How many mothers are told that their children are hopeless? How many kids with potential simply surrender to despair? That’s why Nick wrote Weepers and Nunzio’s Way — for them.
About the book:
Nunzio drifted back to his childhood there on the Lower East Side. The narrow, trash-lined streets and alleys weaved together decaying brownstone tenements with common toilets—one per floor. Alone at ten years old after his mother died, he learned to survive in one of the most notorious neighborhoods in the city. He shoveled coal and guarded the produce stored there by the ships docked off South Street, to pay for living in the cellar at 57 Canon Street.
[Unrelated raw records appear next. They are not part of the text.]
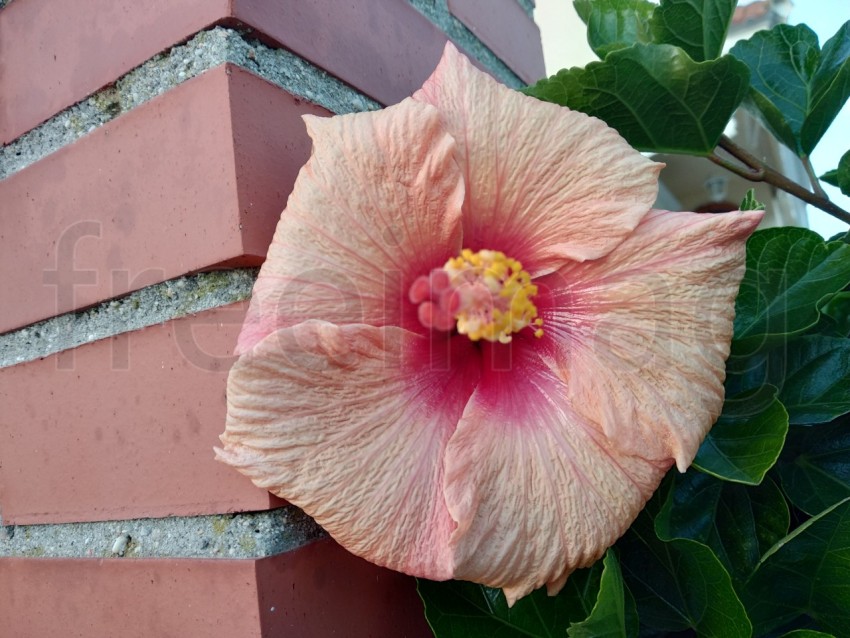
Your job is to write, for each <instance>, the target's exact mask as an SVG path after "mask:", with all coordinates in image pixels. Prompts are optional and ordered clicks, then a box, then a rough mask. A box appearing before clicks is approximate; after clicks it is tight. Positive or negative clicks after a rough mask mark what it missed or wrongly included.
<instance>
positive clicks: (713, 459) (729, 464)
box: [694, 384, 788, 485]
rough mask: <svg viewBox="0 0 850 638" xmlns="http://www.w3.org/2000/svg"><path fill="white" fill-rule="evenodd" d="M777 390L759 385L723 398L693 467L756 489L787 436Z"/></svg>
mask: <svg viewBox="0 0 850 638" xmlns="http://www.w3.org/2000/svg"><path fill="white" fill-rule="evenodd" d="M776 394H777V389H776V388H775V387H773V386H771V385H766V384H765V385H762V386H761V387H760V388H758V389H756V390H751V391H747V392H743V393H742V394H738V395H736V396H733V397H731V398H727V399H726V402H725V403H724V404H723V412H722V413H721V415H720V417H719V418H718V419H717V423H715V425H714V427H713V428H711V430H710V431H709V433H708V436H706V437H705V440H704V441H703V442H702V445H701V446H700V448H699V450H698V451H697V456H696V458H695V459H694V467H696V468H697V469H699V470H702V471H703V472H706V473H708V474H711V475H712V476H716V477H718V478H721V479H724V480H727V481H734V482H736V483H746V484H749V485H758V484H759V483H761V480H762V478H764V475H765V473H766V472H767V471H768V470H769V469H770V468H771V467H772V466H773V464H774V463H775V462H776V459H777V458H779V453H780V452H781V451H782V446H783V445H784V444H785V435H786V433H787V432H788V413H787V412H786V411H785V408H784V407H782V403H780V402H779V400H778V399H777V398H776Z"/></svg>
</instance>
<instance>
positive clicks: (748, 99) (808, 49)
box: [730, 24, 820, 153]
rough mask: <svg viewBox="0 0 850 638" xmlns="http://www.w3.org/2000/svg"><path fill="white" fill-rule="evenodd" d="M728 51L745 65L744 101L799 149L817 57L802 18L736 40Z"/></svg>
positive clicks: (812, 34)
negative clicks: (747, 91)
mask: <svg viewBox="0 0 850 638" xmlns="http://www.w3.org/2000/svg"><path fill="white" fill-rule="evenodd" d="M730 53H731V54H732V55H734V56H735V57H737V58H738V59H739V60H741V61H742V62H744V63H745V64H746V65H747V66H748V67H749V69H750V85H751V87H752V88H751V90H750V94H749V96H748V100H747V106H748V107H749V108H750V109H751V110H755V111H756V113H757V114H759V115H761V117H762V119H763V120H764V123H765V125H766V126H767V128H768V129H770V131H771V132H772V133H773V134H774V135H775V136H776V137H777V138H779V139H780V140H782V142H783V143H784V144H785V145H786V146H788V148H790V149H791V150H793V151H795V152H797V153H802V152H803V151H802V147H801V144H800V133H801V131H802V129H803V122H804V121H805V120H806V116H807V115H808V114H809V109H810V99H811V85H812V81H813V79H814V76H815V72H816V71H817V68H818V64H819V62H820V49H819V46H818V36H817V35H816V34H815V32H814V31H812V30H811V29H810V28H809V27H807V26H806V25H804V24H800V25H796V26H791V25H787V24H779V25H777V26H775V27H773V29H770V30H769V31H759V32H757V33H756V34H755V35H754V36H752V37H751V38H750V39H749V40H742V41H740V42H738V43H737V44H736V45H735V46H733V47H732V49H731V50H730Z"/></svg>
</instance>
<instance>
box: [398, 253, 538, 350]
mask: <svg viewBox="0 0 850 638" xmlns="http://www.w3.org/2000/svg"><path fill="white" fill-rule="evenodd" d="M536 294H537V286H535V285H534V284H532V283H531V276H530V275H529V274H528V273H527V272H526V271H525V270H523V269H522V264H521V263H519V262H518V261H517V260H516V259H510V258H509V257H506V256H505V254H504V253H502V252H498V251H495V250H479V251H478V252H477V253H474V252H472V251H471V250H469V249H467V248H465V249H464V250H463V251H461V253H460V255H459V256H458V257H454V258H452V259H449V260H448V261H447V262H446V264H445V265H444V266H443V267H442V268H435V269H434V270H432V271H431V273H430V274H428V275H427V276H425V275H423V276H422V277H419V278H418V279H416V281H414V282H413V285H411V286H410V291H409V293H408V296H409V298H410V301H411V302H413V303H415V304H417V305H418V306H419V308H418V314H419V321H420V322H422V325H424V326H425V327H427V328H432V329H434V330H442V331H450V330H452V329H454V328H457V331H458V332H459V333H460V334H465V335H466V336H468V337H469V338H470V339H472V340H473V341H479V340H481V339H485V340H487V341H498V342H499V343H510V341H511V339H512V337H511V335H512V334H513V333H515V332H519V331H520V330H522V329H523V328H526V327H531V328H532V329H533V330H534V336H535V337H538V338H539V337H542V336H543V329H542V328H541V326H542V325H543V320H542V319H539V318H538V317H537V307H536V306H535V305H534V303H533V302H532V301H531V298H532V297H534V295H536Z"/></svg>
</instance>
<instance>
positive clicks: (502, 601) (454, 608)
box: [417, 561, 603, 638]
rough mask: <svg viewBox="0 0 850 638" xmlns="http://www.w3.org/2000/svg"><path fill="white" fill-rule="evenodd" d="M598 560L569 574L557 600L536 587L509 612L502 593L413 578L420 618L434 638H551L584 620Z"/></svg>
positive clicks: (595, 588)
mask: <svg viewBox="0 0 850 638" xmlns="http://www.w3.org/2000/svg"><path fill="white" fill-rule="evenodd" d="M602 572H603V563H602V561H597V562H596V563H595V564H594V565H593V566H592V567H589V568H587V569H579V570H576V571H575V572H573V573H572V574H570V577H569V578H568V579H567V584H566V585H565V586H564V588H563V589H562V590H561V592H560V593H559V594H558V595H557V596H552V597H550V596H547V595H546V589H545V588H542V589H538V590H537V591H535V592H532V593H531V594H529V595H528V596H525V597H524V598H520V599H519V600H518V601H516V603H515V604H514V606H513V607H511V608H509V607H508V603H507V601H506V600H505V596H504V594H503V593H502V590H501V589H493V588H490V587H484V586H483V585H476V584H474V583H467V582H463V581H458V580H451V581H446V582H442V583H438V582H433V581H430V580H424V579H421V578H420V579H417V589H418V591H419V596H420V597H421V598H422V601H423V602H424V603H425V617H426V619H427V620H428V623H429V624H430V625H431V629H432V630H433V631H434V635H435V636H438V637H439V638H453V637H458V638H461V637H462V638H467V637H468V638H475V637H477V636H481V637H482V638H483V637H486V638H513V637H514V636H546V637H548V636H552V635H555V634H558V633H560V634H561V635H563V634H564V632H566V631H567V629H568V628H569V626H570V624H571V623H574V622H581V621H582V620H585V619H586V618H587V617H588V616H589V615H590V614H591V611H592V609H593V606H594V605H595V604H596V601H597V593H598V592H599V589H600V580H601V576H602Z"/></svg>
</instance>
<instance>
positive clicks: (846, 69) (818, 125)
mask: <svg viewBox="0 0 850 638" xmlns="http://www.w3.org/2000/svg"><path fill="white" fill-rule="evenodd" d="M848 97H850V22H845V23H844V25H843V26H842V27H841V28H840V29H839V30H838V32H837V33H836V34H835V35H834V36H832V37H831V38H830V39H829V40H827V42H826V44H825V45H823V51H822V52H821V55H820V65H819V67H818V70H817V73H816V74H815V77H814V81H813V82H812V99H811V107H810V110H809V115H808V117H807V118H806V121H805V122H804V123H803V131H802V147H803V151H804V152H805V153H806V154H809V153H811V152H812V150H814V148H815V147H816V146H817V145H818V142H819V141H820V139H821V138H822V137H823V135H824V133H826V131H827V129H828V128H829V125H830V124H832V121H833V120H834V119H835V116H836V115H838V112H839V111H840V110H841V107H842V106H844V103H845V102H846V101H847V98H848Z"/></svg>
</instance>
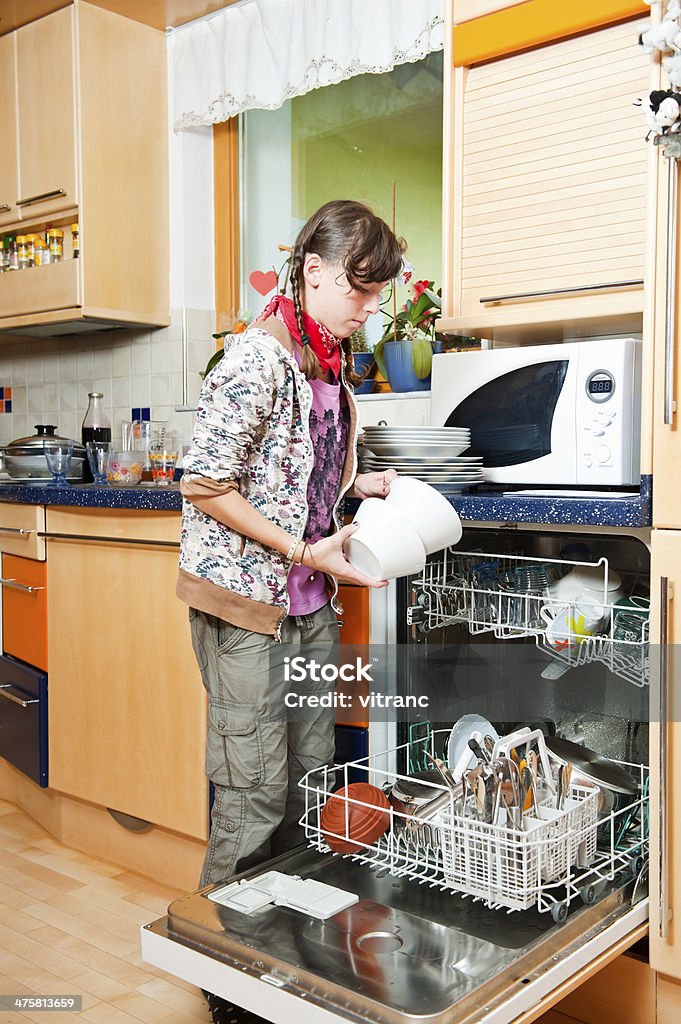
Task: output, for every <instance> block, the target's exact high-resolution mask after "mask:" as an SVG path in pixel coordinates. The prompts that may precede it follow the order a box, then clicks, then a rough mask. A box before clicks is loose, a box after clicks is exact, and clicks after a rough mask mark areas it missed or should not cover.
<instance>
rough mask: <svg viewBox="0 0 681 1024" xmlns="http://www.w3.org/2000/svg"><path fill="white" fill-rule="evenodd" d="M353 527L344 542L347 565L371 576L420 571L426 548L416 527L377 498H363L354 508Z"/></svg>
mask: <svg viewBox="0 0 681 1024" xmlns="http://www.w3.org/2000/svg"><path fill="white" fill-rule="evenodd" d="M354 521H355V522H358V523H359V529H357V530H356V531H355V532H354V534H353V535H352V537H351V538H350V539H349V540H348V541H347V542H346V544H345V549H344V550H345V556H346V558H347V560H348V561H349V562H350V564H351V565H353V566H354V567H355V569H358V570H359V571H360V572H364V573H365V575H368V577H369V578H370V579H371V580H396V579H397V578H398V577H403V575H413V574H415V573H417V572H421V570H422V569H423V566H424V565H425V563H426V552H425V548H424V546H423V542H422V541H421V538H420V537H419V535H418V532H417V530H416V529H415V528H414V526H413V525H412V523H411V522H410V521H409V519H408V518H407V516H405V515H402V513H401V512H399V511H398V510H397V509H396V508H394V507H393V506H391V505H388V504H387V502H385V501H383V499H381V498H366V499H365V501H364V502H363V503H361V505H360V506H359V508H358V509H357V512H356V515H355V517H354Z"/></svg>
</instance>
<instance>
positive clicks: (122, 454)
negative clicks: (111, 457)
mask: <svg viewBox="0 0 681 1024" xmlns="http://www.w3.org/2000/svg"><path fill="white" fill-rule="evenodd" d="M143 468H144V455H143V453H142V452H112V458H111V462H110V464H109V474H108V475H109V482H110V483H113V484H115V485H116V486H119V487H129V486H134V484H136V483H139V481H140V480H141V478H142V470H143Z"/></svg>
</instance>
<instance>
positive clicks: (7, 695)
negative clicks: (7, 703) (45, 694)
mask: <svg viewBox="0 0 681 1024" xmlns="http://www.w3.org/2000/svg"><path fill="white" fill-rule="evenodd" d="M13 685H14V684H13V683H0V697H4V698H5V700H11V702H12V703H17V705H18V706H19V708H28V707H29V705H32V703H39V702H40V701H39V699H38V697H32V698H31V700H22V698H20V697H15V696H14V694H13V693H9V692H8V690H9V688H10V686H13Z"/></svg>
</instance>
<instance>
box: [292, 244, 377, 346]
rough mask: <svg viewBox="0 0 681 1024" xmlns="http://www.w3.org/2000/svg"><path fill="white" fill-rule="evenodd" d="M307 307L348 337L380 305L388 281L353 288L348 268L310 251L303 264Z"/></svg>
mask: <svg viewBox="0 0 681 1024" xmlns="http://www.w3.org/2000/svg"><path fill="white" fill-rule="evenodd" d="M303 276H304V282H305V285H304V291H303V296H302V301H303V308H304V310H305V312H306V313H309V315H310V316H312V317H313V318H314V319H315V321H316V322H317V323H318V324H324V326H325V327H326V328H328V330H329V331H331V333H332V334H334V335H336V337H337V338H348V337H349V336H350V335H351V334H352V332H353V331H357V330H358V329H359V328H360V327H361V326H363V325H364V324H366V323H367V317H368V316H369V315H370V314H371V313H376V312H378V310H379V309H380V300H381V292H382V291H383V289H384V288H385V287H386V285H387V281H382V282H376V283H374V284H370V285H363V286H361V287H360V288H352V286H351V285H350V283H349V282H348V280H347V276H346V275H345V271H344V270H343V268H342V267H341V266H339V265H338V264H336V263H327V262H325V261H324V260H322V259H320V257H318V256H317V255H316V254H315V253H308V254H307V255H306V256H305V262H304V264H303Z"/></svg>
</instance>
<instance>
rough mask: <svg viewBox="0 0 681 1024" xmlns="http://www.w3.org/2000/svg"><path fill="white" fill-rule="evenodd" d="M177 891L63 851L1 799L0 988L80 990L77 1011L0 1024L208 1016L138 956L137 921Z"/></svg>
mask: <svg viewBox="0 0 681 1024" xmlns="http://www.w3.org/2000/svg"><path fill="white" fill-rule="evenodd" d="M178 895H180V893H178V892H176V891H175V890H173V889H168V888H167V887H165V886H160V885H157V884H156V883H154V882H153V881H151V880H148V879H144V878H141V877H140V876H137V874H132V873H130V872H127V871H125V870H123V869H121V867H117V866H116V865H114V864H109V863H107V862H105V861H101V860H95V859H94V858H92V857H88V856H85V855H84V854H82V853H78V852H76V851H74V850H69V849H67V848H66V847H63V846H61V844H60V843H57V842H56V840H54V839H52V837H51V836H49V835H48V834H47V833H46V831H45V830H44V829H43V828H41V827H40V825H38V824H36V823H35V822H34V821H33V820H32V819H31V818H30V817H29V816H28V815H26V814H25V813H24V812H22V811H20V810H18V809H17V808H16V807H14V806H13V805H12V804H8V803H6V802H4V801H0V993H2V994H3V995H6V994H19V993H20V994H26V995H30V994H43V995H55V994H70V995H82V997H83V1012H82V1013H80V1014H75V1013H69V1012H62V1011H49V1012H46V1011H38V1012H36V1011H33V1012H31V1011H26V1012H20V1013H16V1012H14V1011H6V1012H2V1011H0V1024H9V1022H12V1024H26V1022H27V1021H37V1022H38V1024H61V1022H63V1024H77V1022H79V1021H82V1022H86V1021H87V1022H88V1024H139V1022H140V1021H143V1022H144V1024H171V1022H172V1024H208V1022H209V1019H210V1018H209V1013H208V1008H207V1006H206V1002H205V1001H204V999H203V996H202V995H201V993H200V992H199V991H198V989H196V988H194V987H193V986H190V985H187V984H185V983H184V982H183V981H179V980H177V979H175V978H170V977H169V976H168V975H166V974H163V973H162V972H161V971H158V970H156V968H152V967H148V966H147V965H145V964H143V963H142V961H141V958H140V954H139V937H138V935H139V927H140V925H143V924H145V923H146V922H148V921H153V920H155V919H156V918H159V916H161V915H162V914H164V913H165V911H166V907H167V906H168V903H169V902H170V901H171V900H172V899H174V898H175V897H176V896H178Z"/></svg>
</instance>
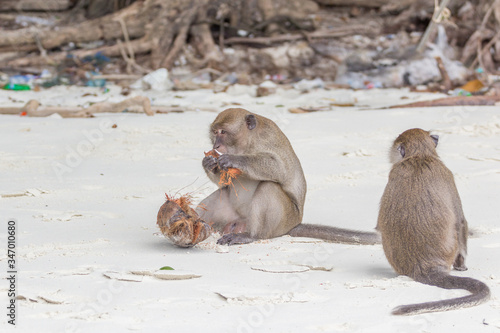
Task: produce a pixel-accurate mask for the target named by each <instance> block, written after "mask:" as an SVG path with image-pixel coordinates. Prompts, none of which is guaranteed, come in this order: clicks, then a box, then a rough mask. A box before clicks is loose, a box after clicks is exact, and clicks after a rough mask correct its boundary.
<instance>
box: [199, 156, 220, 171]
mask: <svg viewBox="0 0 500 333" xmlns="http://www.w3.org/2000/svg"><path fill="white" fill-rule="evenodd" d="M202 165H203V168H204V169H205V170H207V171H209V172H211V173H213V174H216V173H217V172H219V166H218V165H217V159H215V157H213V156H205V158H203V161H202Z"/></svg>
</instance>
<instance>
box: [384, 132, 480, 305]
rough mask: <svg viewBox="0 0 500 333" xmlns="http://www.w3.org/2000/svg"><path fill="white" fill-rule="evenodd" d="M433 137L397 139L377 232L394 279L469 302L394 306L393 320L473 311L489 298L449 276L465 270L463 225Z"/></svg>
mask: <svg viewBox="0 0 500 333" xmlns="http://www.w3.org/2000/svg"><path fill="white" fill-rule="evenodd" d="M437 141H438V137H437V136H431V135H430V134H429V132H426V131H424V130H421V129H410V130H407V131H405V132H404V133H402V134H401V135H400V136H399V137H398V138H397V139H396V140H395V141H394V144H393V146H392V149H391V153H390V160H391V162H392V163H394V164H393V167H392V170H391V172H390V174H389V181H388V183H387V186H386V188H385V191H384V194H383V196H382V200H381V203H380V211H379V217H378V224H377V230H378V231H379V232H380V233H381V235H382V245H383V248H384V252H385V255H386V257H387V260H388V261H389V263H390V264H391V266H392V267H393V268H394V270H395V271H396V272H397V273H398V274H402V275H407V276H409V277H411V278H413V279H414V280H416V281H419V282H422V283H426V284H430V285H435V286H438V287H441V288H446V289H466V290H468V291H470V292H471V293H472V295H470V296H466V297H462V298H457V299H451V300H445V301H438V302H429V303H422V304H415V305H405V306H400V307H398V308H396V309H395V310H394V312H393V313H394V314H416V313H421V312H431V311H444V310H451V309H454V308H458V307H467V306H474V305H477V304H479V303H481V302H483V301H485V300H487V299H488V297H489V289H488V287H487V286H486V285H485V284H483V283H482V282H480V281H478V280H474V279H470V278H460V277H454V276H450V275H449V271H450V267H452V266H453V267H454V268H455V269H456V270H466V269H467V268H466V267H465V256H466V254H467V234H468V230H467V221H466V219H465V217H464V214H463V211H462V204H461V201H460V197H459V195H458V191H457V188H456V186H455V181H454V178H453V174H452V173H451V171H450V170H449V169H448V168H447V167H446V166H445V165H444V164H443V162H441V160H440V159H439V156H438V155H437V152H436V149H435V148H436V145H437Z"/></svg>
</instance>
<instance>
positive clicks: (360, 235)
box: [288, 223, 381, 245]
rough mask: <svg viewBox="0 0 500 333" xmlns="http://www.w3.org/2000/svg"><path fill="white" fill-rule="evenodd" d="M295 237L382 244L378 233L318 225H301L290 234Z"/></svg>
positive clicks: (380, 238)
mask: <svg viewBox="0 0 500 333" xmlns="http://www.w3.org/2000/svg"><path fill="white" fill-rule="evenodd" d="M288 234H289V235H290V236H293V237H310V238H317V239H322V240H326V241H331V242H335V243H345V244H357V245H373V244H380V243H381V238H380V235H379V234H378V233H376V232H365V231H356V230H348V229H341V228H335V227H330V226H326V225H317V224H302V223H301V224H299V225H298V226H296V227H295V228H293V229H292V230H290V231H289V232H288Z"/></svg>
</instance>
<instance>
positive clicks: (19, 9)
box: [0, 0, 71, 12]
After school, Nunzio mostly walked the streets. He recalled the putrid smell of decomposing cats and dogs covered with a trembling blanket of insects, rats, and things he didn’t recognize. And lying in the gutter against the sidewalk on Pike Street was a horse, with old and fresh whip wounds, shrouded in a cloak of flying and crawling insects. Only three years later at the ripe age of thirteen Nunzio killed his first man, a hulking longshoreman people called “the bear.” His life and the lives of four of his friends changed forever. Plenty of other horrors and hardships confronted him throughout his life, but when he closed his eyes, Nunzio saw the horse.